Banks use the one-year benchmark for home and car loans. They add a margin above their MCLR to price retail loans. This is the lowest benchmark rate for SBI in six years, which means the bank will offer its lowest rates since 2011. SBI in total has cut its benchmark lending rate by 200 basis points since January 2015.

After the cut in MCLR rate, SBI has brought down the home loan rate (floating) to 8.60 per cent for women borrowers and to 8.65 per cent for others on loans up to Rs 75 lakh. This means new home loan borrowers can avail floating rate loans from SBI from 8.60 per cent. Older loans get the benefit of the revised rates after their one-year lock-in ends.

For loans above 75 lakh, the rate is 8.65 per cent for women borrowers and 8.70 per cent for others.

For fixed home loans up to Rs 30 lakh, SBI will charge an interest rate of 8.50 per cent for women borrowers (8.55 per cent for others). Under this scheme, the interest rate for the first two years will be fixed and thereafter linked to floating rate.

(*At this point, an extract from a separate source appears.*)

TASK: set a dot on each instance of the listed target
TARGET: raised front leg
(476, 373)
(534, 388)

Other public sector lenders Punjab National Bank (PNB) and Union Bank of India (UBI) too have brought down the benchmark interest rate by up to 90 basis points. PNB has cut its one-year MCLR rate by 70 basis points to 8.45 per cent from 9.15 per cent. Similarly, Union Bank of India has reduced its MCLR by up to 90 basis points.

 New borrowers will see an increase in their eligibility with the 50 basis point drop in interest rates for a home loan. A borrower earning Rs 1 lakh was eligible for a home loan of Rs 55 lakh for 20 years if the lender capped an EMI of 50 per cent on the monthly income. The same individual can now get Rs 58 lakh for home loan. For a 25-year-loan the eligibility goes up to Rs 62 lakh from the earlier Rs 59 lakh.

For existing customers who would benefit from this, the revision in interest rates can reduce the number of years remaining to repay the loan significantly. If your tenure was hiked to 25 years for a Rs 75 lakh loan at 9.15 per cent, after the 50 bps revision it would be brought down to 22 years.